CCAGW APPLAUDS SEN. GORTON FOR TAKING ON THE JUSTICE DEPARTMENT OVER THE MICROSOFT SUIT

For Immediate Release: Contact: Jim Campi
June 24, 1998  (202) 467-5300

 

Washington, D.C. – In a letter today to Sen. Slade Gorton (R-Wash.), Council for Citizens Against Government Waste (CCAGW) President Thomas A. Schatz commended the senator for his efforts to hold the Justice Department’s antitrust division accountable for its wrongful pursuit of Microsoft.

“On behalf of CCAGW’s 600,000 I applaud Sen. Gorton for his effort to prevent the Justice Department from increasing funding for its antitrust division and to demand full disclosure how much is being spent on the ill-advised Microsoft suit.” Schatz said.

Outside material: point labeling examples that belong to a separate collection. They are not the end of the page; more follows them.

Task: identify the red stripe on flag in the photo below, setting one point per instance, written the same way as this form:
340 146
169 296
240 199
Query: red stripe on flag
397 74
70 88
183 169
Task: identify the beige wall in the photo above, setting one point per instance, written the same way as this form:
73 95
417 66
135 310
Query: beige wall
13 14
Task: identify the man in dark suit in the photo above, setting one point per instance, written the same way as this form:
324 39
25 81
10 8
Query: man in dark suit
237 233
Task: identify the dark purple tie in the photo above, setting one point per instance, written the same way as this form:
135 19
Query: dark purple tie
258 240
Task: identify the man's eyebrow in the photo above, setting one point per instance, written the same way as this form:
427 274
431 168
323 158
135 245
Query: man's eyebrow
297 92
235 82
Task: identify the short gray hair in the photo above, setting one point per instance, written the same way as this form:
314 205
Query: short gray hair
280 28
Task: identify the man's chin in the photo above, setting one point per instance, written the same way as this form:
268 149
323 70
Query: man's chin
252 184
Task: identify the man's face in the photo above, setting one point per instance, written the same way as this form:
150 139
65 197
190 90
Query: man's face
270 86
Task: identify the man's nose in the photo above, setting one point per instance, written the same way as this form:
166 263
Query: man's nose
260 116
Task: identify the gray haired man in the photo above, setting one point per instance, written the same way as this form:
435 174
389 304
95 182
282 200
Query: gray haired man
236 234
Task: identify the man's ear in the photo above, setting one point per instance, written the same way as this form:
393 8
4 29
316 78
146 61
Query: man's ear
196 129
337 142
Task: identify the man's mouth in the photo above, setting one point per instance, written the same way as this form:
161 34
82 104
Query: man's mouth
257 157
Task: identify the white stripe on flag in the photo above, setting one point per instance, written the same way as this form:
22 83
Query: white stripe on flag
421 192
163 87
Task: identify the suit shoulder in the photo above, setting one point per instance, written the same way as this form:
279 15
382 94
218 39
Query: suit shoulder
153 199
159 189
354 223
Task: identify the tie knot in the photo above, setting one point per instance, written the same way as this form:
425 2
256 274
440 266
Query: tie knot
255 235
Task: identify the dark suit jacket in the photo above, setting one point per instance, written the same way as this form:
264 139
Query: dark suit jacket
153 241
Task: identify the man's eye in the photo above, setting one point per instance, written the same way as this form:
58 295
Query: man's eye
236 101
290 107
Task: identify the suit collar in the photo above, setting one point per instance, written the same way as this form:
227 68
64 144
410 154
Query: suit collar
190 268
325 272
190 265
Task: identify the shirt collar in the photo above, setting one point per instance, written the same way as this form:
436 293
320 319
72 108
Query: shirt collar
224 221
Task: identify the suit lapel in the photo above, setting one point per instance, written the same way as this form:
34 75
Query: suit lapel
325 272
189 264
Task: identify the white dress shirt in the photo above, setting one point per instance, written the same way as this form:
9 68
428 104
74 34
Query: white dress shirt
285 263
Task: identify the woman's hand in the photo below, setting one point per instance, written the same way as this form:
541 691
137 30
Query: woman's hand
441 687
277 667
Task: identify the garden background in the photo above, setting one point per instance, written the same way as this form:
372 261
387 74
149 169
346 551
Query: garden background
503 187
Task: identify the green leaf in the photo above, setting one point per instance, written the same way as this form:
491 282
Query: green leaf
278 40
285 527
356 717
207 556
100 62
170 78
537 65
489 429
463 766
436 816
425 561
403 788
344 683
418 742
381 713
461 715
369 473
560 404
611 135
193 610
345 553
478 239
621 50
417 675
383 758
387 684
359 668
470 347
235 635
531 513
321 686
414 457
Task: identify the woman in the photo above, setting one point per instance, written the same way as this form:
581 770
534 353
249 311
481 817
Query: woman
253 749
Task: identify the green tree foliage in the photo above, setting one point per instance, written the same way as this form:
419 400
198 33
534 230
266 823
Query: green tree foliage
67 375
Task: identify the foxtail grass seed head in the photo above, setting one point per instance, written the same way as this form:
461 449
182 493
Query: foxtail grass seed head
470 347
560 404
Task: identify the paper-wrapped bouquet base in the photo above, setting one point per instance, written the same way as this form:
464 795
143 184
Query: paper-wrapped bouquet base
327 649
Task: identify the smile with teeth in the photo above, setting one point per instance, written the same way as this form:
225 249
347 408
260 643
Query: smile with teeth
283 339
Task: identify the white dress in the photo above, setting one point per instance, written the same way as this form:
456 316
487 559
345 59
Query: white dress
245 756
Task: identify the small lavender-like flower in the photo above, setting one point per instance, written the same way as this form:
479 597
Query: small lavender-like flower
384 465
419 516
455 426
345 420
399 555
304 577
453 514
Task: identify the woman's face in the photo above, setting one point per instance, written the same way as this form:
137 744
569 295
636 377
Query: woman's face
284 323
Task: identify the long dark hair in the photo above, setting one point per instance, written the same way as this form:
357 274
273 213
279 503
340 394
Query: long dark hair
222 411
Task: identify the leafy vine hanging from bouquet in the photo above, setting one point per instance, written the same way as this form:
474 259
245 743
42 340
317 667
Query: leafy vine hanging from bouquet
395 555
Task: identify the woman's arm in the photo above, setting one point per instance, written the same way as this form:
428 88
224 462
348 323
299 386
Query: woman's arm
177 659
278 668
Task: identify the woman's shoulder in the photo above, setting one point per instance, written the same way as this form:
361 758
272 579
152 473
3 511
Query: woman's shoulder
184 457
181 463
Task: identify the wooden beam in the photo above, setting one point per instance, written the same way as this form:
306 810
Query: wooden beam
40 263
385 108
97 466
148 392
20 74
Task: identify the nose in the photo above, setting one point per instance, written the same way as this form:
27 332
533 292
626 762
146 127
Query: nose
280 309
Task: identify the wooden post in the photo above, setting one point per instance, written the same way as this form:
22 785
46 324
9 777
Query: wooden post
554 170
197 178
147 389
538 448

Sen. Gorton is pushing an amendment to the Commerce, Justice, State appropriations measure which is critical of Joel Klein, the head of the antitrust division, for his public statements regarding the government’s lawsuit against Microsoft.  Gorton’s amendment would also block Klein’s request for additional funding for the antitrust division, restricting its budget to the $98 million requested by President Clinton.

“There’s a saying that if you’re explaining too much, you’re losing,” said Schatz in the letter.  “The sad scene of Mr. Klein touring the country to justify the suit against Microsoft is a waste of taxpayer dollars and an indication of the weakness of the government’s case.

“CCAGW joins with Sen. Gorton in demanding a full accounting of the money used to date for this action,” Schatz added.  For example, how much is being spent on travel to publicize the case versus gathering information?  The money would be better spent on solving the government’s serious problem with the Year 2000 computer glitch.  With the clock at 548 days and running, most federal agencies at staring at a disaster. 

“Yesterday’s federal appeals court decision that Microsoft did not violate its agreement with the government by bundling Internet Explorer with Windows 95 completely undercut the central point of the government’s current case against Windows 98.  Various experts cited the decision as ‘big trouble’ for Mr. Klein and the antitrust division.  The three-judge panel held that it is undesirable to have the courts oversee product design and that any dampening of technological innovation is counter to the purpose of antitrust law.

CCAGW is a nonpartisan, nonprofit organization dedicated to enacting legislation to eliminate waste, inefficiency, mismanagement and abuse in the federal government.